Institute of Automation, Chinese Academy of Sciences, Beijing 100190, China.
School of Artificial Intelligence, University of Chinese Academy of Sciences, Beijing 100049, China.
Sci Adv. 2023 Aug 25;9(34):eadi2947. doi: 10.1126/sciadv.adi2947.
Neuromodulators in the brain act globally at many forms of synaptic plasticity, represented as metaplasticity, which is rarely considered by existing spiking (SNNs) and nonspiking artificial neural networks (ANNs). Here, we report an efficient brain-inspired computing algorithm for SNNs and ANNs, referred to here as neuromodulation-assisted credit assignment (NACA), which uses expectation signals to induce defined levels of neuromodulators to selective synapses, whereby the long-term synaptic potentiation and depression are modified in a nonlinear manner depending on the neuromodulator level. The NACA algorithm achieved high recognition accuracy with substantially reduced computational cost in learning spatial and temporal classification tasks. Notably, NACA was also verified as efficient for learning five different class continuous learning tasks with varying degrees of complexity, exhibiting a markedly mitigated catastrophic forgetting at low computational cost. Mapping synaptic weight changes showed that these benefits could be explained by the sparse and targeted synaptic modifications attributed to expectation-based global neuromodulation.

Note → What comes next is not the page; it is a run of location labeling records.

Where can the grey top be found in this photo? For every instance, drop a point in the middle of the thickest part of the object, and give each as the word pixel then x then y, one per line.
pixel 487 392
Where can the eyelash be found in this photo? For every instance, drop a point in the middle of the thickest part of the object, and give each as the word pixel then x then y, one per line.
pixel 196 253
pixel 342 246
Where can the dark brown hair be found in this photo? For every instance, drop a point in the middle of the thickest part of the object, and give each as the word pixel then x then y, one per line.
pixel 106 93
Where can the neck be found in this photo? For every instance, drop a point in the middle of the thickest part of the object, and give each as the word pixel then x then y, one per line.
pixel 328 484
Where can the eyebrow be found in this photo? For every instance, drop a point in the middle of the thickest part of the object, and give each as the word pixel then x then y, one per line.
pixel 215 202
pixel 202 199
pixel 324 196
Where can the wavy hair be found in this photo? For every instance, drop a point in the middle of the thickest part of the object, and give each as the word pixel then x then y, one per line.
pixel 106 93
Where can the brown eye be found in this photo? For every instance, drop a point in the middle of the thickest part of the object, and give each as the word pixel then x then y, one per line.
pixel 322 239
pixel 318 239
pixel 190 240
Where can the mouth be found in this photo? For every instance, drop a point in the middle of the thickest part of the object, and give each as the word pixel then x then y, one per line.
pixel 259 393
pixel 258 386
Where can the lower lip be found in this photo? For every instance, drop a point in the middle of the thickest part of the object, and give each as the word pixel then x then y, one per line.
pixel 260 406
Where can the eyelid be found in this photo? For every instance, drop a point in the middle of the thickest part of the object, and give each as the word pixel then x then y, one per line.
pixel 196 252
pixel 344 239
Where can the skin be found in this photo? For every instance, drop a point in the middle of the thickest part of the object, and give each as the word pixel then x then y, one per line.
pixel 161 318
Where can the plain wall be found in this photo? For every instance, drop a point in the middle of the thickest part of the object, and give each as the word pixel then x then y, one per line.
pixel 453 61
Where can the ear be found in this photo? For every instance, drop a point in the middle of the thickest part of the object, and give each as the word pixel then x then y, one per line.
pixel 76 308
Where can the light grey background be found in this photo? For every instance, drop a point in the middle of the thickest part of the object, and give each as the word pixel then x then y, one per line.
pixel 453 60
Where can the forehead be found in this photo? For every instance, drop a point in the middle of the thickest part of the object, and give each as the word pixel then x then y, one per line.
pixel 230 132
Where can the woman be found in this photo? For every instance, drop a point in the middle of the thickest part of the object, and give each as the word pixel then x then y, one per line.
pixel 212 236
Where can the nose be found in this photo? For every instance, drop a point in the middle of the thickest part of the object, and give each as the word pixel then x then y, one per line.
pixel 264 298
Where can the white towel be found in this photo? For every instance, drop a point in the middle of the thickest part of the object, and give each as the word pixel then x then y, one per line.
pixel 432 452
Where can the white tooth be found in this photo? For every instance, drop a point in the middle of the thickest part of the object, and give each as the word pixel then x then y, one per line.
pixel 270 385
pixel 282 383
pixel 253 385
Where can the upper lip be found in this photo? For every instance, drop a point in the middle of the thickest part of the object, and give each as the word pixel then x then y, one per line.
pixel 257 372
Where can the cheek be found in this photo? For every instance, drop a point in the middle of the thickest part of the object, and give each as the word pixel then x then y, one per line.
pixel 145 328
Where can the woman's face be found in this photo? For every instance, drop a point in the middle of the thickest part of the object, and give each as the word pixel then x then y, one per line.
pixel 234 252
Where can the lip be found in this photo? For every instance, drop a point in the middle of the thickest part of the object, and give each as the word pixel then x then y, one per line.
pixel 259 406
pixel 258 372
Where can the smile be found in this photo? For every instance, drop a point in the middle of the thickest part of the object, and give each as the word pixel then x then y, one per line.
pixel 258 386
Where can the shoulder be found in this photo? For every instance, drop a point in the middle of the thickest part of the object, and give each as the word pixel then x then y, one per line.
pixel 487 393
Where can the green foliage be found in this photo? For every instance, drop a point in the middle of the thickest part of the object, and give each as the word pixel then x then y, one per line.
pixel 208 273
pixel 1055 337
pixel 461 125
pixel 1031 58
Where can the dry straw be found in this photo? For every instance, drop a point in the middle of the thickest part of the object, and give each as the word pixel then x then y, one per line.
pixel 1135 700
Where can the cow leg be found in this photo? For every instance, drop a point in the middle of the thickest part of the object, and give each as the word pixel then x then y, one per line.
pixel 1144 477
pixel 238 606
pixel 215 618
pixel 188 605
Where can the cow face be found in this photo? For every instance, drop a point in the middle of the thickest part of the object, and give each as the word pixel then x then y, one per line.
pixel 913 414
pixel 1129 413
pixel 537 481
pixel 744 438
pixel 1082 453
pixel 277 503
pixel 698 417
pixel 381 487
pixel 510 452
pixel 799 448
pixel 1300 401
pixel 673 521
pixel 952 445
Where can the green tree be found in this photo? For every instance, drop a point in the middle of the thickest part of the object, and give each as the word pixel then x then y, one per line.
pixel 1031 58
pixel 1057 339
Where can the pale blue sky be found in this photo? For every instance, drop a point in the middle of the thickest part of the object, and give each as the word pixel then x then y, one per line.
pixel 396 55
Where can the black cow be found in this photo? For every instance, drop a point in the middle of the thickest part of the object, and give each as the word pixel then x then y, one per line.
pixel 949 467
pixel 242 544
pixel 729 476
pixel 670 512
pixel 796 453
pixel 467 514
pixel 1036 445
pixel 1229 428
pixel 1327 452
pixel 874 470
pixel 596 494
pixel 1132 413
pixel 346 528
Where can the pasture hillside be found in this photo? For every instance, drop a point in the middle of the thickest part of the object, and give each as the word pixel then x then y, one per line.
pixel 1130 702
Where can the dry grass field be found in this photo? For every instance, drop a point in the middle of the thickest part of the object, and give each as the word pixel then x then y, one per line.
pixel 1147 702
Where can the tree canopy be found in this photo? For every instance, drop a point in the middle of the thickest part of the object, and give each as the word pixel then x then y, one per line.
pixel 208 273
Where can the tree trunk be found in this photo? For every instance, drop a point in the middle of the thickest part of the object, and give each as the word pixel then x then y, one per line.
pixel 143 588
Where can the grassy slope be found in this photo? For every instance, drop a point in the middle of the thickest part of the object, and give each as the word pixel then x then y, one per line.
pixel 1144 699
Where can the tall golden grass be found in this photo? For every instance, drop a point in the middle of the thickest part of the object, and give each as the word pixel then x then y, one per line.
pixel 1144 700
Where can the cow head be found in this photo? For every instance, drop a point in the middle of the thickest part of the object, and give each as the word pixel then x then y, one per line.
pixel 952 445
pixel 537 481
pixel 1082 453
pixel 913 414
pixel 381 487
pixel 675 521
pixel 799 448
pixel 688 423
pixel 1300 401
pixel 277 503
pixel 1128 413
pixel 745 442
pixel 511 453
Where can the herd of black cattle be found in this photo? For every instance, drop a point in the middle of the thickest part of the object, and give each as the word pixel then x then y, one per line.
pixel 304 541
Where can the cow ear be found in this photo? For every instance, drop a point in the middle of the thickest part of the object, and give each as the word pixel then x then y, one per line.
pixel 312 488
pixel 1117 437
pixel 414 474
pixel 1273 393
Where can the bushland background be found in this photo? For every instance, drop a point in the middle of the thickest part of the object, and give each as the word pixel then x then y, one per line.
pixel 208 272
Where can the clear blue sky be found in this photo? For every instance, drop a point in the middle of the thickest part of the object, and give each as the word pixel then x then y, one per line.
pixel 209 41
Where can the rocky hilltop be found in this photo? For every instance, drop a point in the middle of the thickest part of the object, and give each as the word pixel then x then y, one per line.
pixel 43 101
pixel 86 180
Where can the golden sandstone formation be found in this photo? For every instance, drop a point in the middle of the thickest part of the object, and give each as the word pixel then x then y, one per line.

大脑中的神经调质在多种形式的突触可塑性中发挥全局作用,表现为超可塑性,这在现有的尖峰(SNN)和非尖峰人工神经网络(ANN)中很少被考虑。在这里,我们报告了一种用于 SNN 和 ANN 的高效脑启发计算算法,称为神经调质辅助信用分配(NACA),它使用期望信号在选择性突触中诱导定义水平的神经调质,从而根据神经调质水平以非线性方式修改长期突触增强和抑制。NACA 算法在学习空间和时间分类任务时,以大大降低的计算成本实现了高识别精度。值得注意的是,NACA 还被证明对于学习具有不同复杂程度的五个不同类连续学习任务也是有效的,在低计算成本下表现出明显减轻的灾难性遗忘。映射突触权重变化表明,这些好处可以通过基于期望的全局神经调质的稀疏和有针对性的突触修饰来解释。